S’il passe de longues heures en réunions et en audiences à la préfecture à Lille, de Gaulle visite également le port de Dunkerque, en pleine modernisation, Calais, où il retrouve son beau-frère le député-maire Jacques Vendroux, ainsi que l’usine chimique de Mazingarbe. Il annonce de grands projets d’équipements qui structurent aujourd’hui encore la région : autoroutes, constructions scolaires et universitaires, création de la communauté urbaine de Lille-Roubaix-Tourcoing.

Ce voyage, qui sera en fait le dernier du général dans sa région natale, montre une fois de plus combien les liens personnels qu’il a avec la population du Nord sont forts et empreints d’estime mutuelle.

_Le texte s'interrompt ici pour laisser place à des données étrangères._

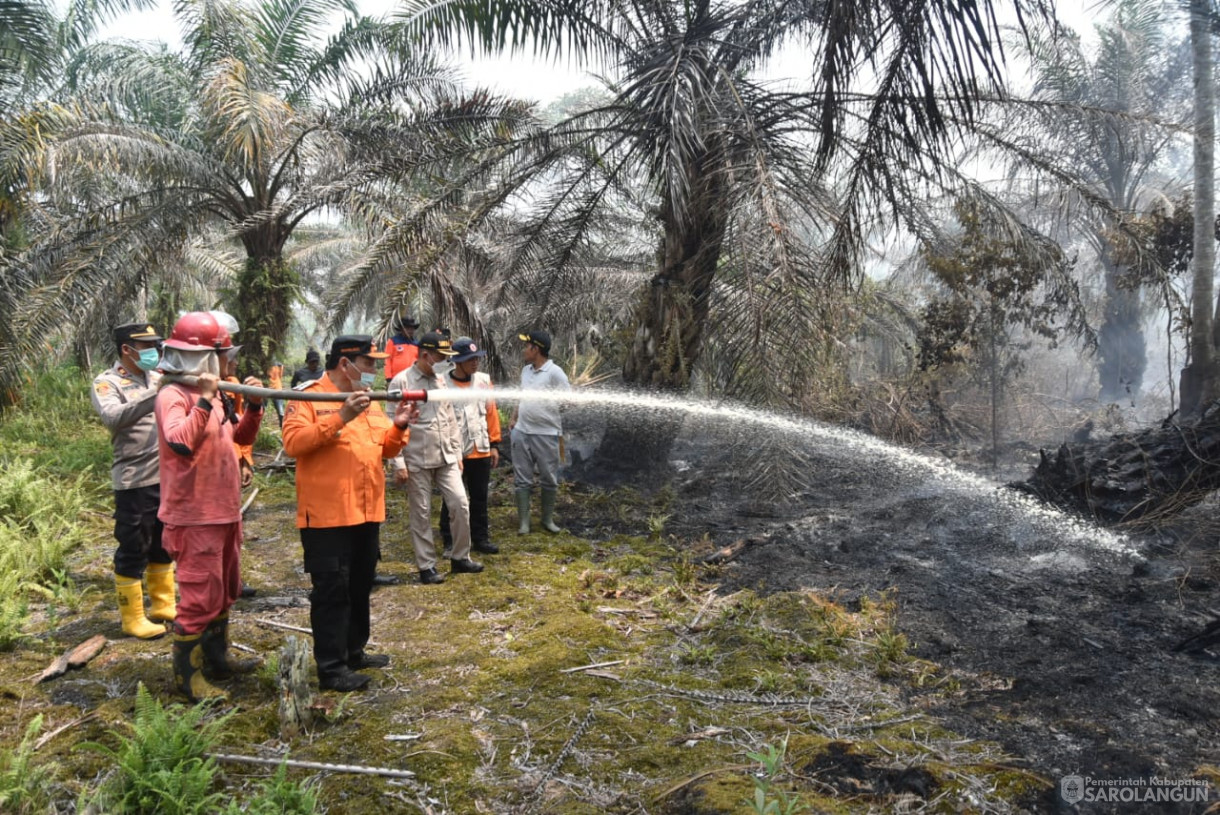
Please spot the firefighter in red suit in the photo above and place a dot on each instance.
(200, 502)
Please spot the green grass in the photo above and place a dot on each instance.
(56, 427)
(40, 525)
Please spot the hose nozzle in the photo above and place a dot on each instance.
(408, 395)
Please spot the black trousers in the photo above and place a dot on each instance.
(476, 476)
(138, 531)
(340, 563)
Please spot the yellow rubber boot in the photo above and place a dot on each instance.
(159, 578)
(188, 675)
(131, 609)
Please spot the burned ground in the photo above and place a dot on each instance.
(1059, 638)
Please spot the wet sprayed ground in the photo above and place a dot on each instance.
(1058, 635)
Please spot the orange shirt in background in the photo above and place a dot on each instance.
(401, 355)
(244, 452)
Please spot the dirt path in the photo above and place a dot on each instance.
(1060, 638)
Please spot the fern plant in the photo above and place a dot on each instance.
(23, 785)
(278, 796)
(162, 766)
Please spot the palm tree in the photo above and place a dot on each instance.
(259, 126)
(733, 177)
(1108, 117)
(1201, 377)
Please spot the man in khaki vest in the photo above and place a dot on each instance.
(433, 456)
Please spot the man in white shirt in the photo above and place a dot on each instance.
(536, 428)
(433, 458)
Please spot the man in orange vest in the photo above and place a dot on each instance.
(401, 349)
(340, 504)
(276, 382)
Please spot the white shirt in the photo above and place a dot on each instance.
(542, 417)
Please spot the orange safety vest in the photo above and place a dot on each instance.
(340, 480)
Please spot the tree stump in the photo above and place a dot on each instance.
(1148, 475)
(295, 696)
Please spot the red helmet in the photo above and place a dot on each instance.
(195, 331)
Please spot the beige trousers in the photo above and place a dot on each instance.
(419, 498)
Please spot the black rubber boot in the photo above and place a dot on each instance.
(188, 675)
(218, 664)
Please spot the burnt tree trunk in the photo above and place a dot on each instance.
(1121, 349)
(670, 326)
(1136, 476)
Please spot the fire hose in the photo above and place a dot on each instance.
(299, 395)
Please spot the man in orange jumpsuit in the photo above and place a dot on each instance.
(340, 504)
(201, 502)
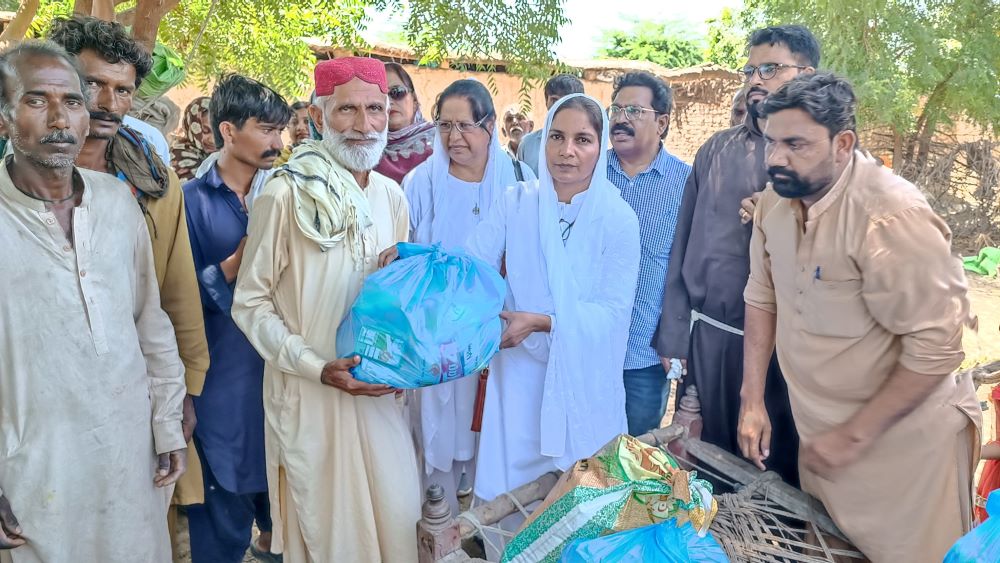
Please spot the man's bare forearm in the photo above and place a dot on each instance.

Episode 10 : Les racines du Nord

Le 28 avril 1969, de Gaulle met fin volontairement et définitivement à ses fonctions, après l’annonce des résultats du référendum sur la régionalisation et le Sénat.

Il rentre chez lui à Colombey-les-Deux-Églises, et part quelques jours plus tard pour un séjour de six semaines en Irlande, sur les traces de ses ancêtres Mac Cartan qui avaient émigré à la fin du XVIIe siècle dans le nord de la France.

Ce souhait d’un retour aux racines familiales permet de comprendre l’attachement très fort de Charles de Gaulle à sa région natale, le Nord, non seulement au plan familial, mais aussi au plan charnel et même spirituel.

Toute sa vie, de Gaulle s’est senti fier d’être ce qu’il appelle “un petit Lillois de Paris”, fier aussi de la capacité des gens du Nord à affronter les épreuves, à regarder les choses avec lucidité et avec courage, sans se « payer de mots » selon une expression utilisée lors du discours prononcé à Lille à la Libération en 1944.

Ce trait de caractère est aussi celui de son épouse, Yvonne. Cette fille d’industriels calaisiens, très croyante, partage avec lui les mêmes valeurs de la bourgeoise catholique du Nord. Ces valeurs influencent profondément Charles de Gaulle. Marqué depuis son enfance par la pauvreté et la misère qu’il découvre dans les rues de Lille, il restera toute sa vie sensible aux inégalités sociales et soutiendra l’idée d’une meilleure coopération entre les patrons et les salariés, ce qu’il appellera la participation.

Charles de Gaulle sait que son tempérament et ses valeurs d’homme du Nord, catholique et patriote, l’ont aidé à mener ses multiples combats pour la France et pour tous les hommes.